Logic containing true contradictions is called dialetheic logic or paraconsistent logic, and its proponents say that dialetheic logic is to classical logic as Einstein’s theory of gravity is to Newton’s – both get it right in ordinary circumstances, but the newer view is more correct and also gets it right in extreme circumstances.

 

Answer by Peter Jones

I have two if that’s okay. The first would be the Something-Nothing problem, the problem of which came first. I like this because it is simple and yet if we can solve it we have solved metaphysics. I also like Russell’s paradox. This is because if we can solve it we have solved the Something-Nothing problem.

In my view, however, all metaphysical paradoxes would be the same problem, (just as the two I’ve mentioned are the same problem) and so it wouldn’t really matter which is our favourite. I cannot explain this idea in an answer here since it would take too long, but it is not a novel idea.
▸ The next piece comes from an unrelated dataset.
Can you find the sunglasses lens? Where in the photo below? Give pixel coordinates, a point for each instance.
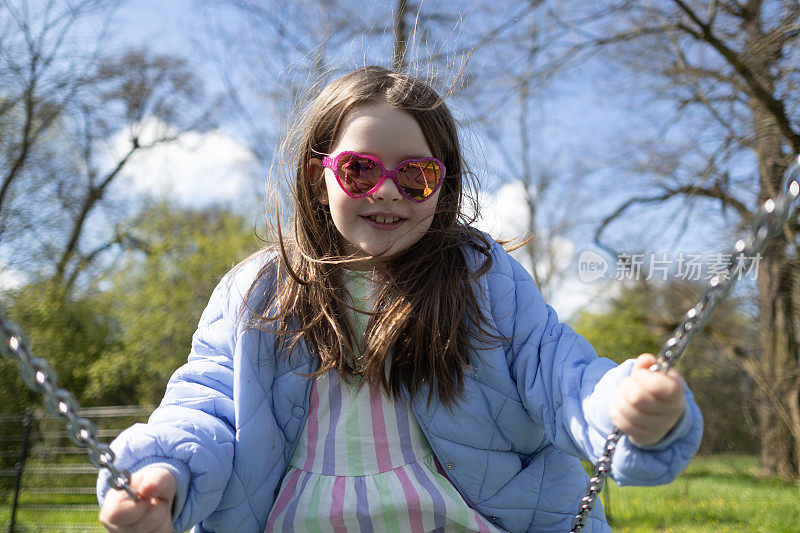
(419, 179)
(357, 174)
All metaphysical paradoxes take the same form and would require the same logical resolution, so which one we decide to work on would be a matter of taste. I like the two I’ve mentioned here because they are very approachable, while some are pretty fiendish and difficult to clarify.

It may be helpful to add that the Something-Nothing problem became a favourite of mine thanks to Paul Davies’ book The Mind of God. I would recommend this to anyone interested in metaphysical paradoxes.